Search code examples
avrogoogle-cloud-pubsub

GCP Pub/Sub message validation against nested record AVRO schema fails


I have a fairly complex AVRO schema which passes the validation, but the message that's sent to it somehow isn't compatible with the AVRO schema I defined.

Since then, I tried narrowing down the schema to understand why this could be happening, and it seems that nested record AVRO schema doesn't work too well in Pub/Sub.

For example, consider the following AVRO schema:

{
 "type" : "record",
 "name" : "Avro",
 "fields" : [
   {
     "name" : "foo",
     "type" : {
        "name": "foo_1",
        "type": "int"
     }
   }
 ]
}

and the sample message:

{
  "foo": {
    "foo_1": 42
  }
}

The sample schema above passes the schema validation in Pub/Sub, but when I test the message above, it fails.

I found similar post here, but it doesn't really help much.

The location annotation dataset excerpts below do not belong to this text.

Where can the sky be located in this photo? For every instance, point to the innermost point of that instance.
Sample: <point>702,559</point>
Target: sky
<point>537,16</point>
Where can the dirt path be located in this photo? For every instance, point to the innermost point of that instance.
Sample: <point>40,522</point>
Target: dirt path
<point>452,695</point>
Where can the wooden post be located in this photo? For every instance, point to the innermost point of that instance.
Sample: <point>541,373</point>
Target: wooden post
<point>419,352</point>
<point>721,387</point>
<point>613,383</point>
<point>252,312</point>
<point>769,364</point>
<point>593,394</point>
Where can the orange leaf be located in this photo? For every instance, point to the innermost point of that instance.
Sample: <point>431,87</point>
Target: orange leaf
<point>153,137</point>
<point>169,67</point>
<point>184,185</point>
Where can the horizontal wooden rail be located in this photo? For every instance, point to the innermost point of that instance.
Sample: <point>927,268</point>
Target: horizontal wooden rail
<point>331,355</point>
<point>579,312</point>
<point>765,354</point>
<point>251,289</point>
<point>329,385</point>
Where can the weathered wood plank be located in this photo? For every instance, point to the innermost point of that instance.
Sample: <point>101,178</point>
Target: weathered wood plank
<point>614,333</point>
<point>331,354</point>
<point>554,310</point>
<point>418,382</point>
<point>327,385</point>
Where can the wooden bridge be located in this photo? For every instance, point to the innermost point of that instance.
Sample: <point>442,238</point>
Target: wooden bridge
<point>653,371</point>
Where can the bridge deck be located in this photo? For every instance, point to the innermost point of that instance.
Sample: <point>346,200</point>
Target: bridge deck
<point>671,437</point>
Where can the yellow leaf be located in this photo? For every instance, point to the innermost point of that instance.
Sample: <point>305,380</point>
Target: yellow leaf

Perhaps, Pub/Sub has issue with nested record?

Thanks a bunch.

UPDATE

Thanks to Kamal, the original message works. How would I handle UNION[NULL, nestedRecord] case? i.e.

{
    "type": "record",
    "name": "Avro",
    "fields": [
        {
            "name": "foo",
            "type": [
              "null",
                {
                  "type": "record",
                  "name": "NestedRecord",
                  "fields": [
                      {
                          "name": "foo_1",
                          "type": "int"
                      }
                  ]
              }
            ]
        }
    ]
}

Is this not a valid schema? My expectation is that this schema should handle both

{"foo": null}

and

{
  "foo": {
    "foo_1": 42
  }
}

but it only works for the null input, not with the nested input. Seems like a very basic question, but it's been very frustrating for me since Pub/Sub validation error isn't really useful..


Solution

  • The schema you have provided does not specify a nested record. Note that you have no additional "record" type inside the fields. The schema you want to match the message you have specified is:

    {
        "type": "record",
        "name": "Avro",
        "fields": [
            {
                "name": "foo",
                "type": {
                    "type": "record",
                    "name": "NestedRecord",
                    "fields": [
                        {
                            "name": "foo_1",
                            "type": "int"
                        }
                    ]
                }
            }
        ]
    }
    

    The schema you specified has a record with a single int field with the name foo. The nested "name" specification is essentially ignored. This is a message that is valid against the schema you provided:

    {
      "foo": 42
    }
    

    For the case of a union with null, you need to follow the JSON encoding rules for a union. In this case, the message would be:

    {
        "foo": {
            "NestedRecord": {
                "foo_1": 42
            }
        }
    }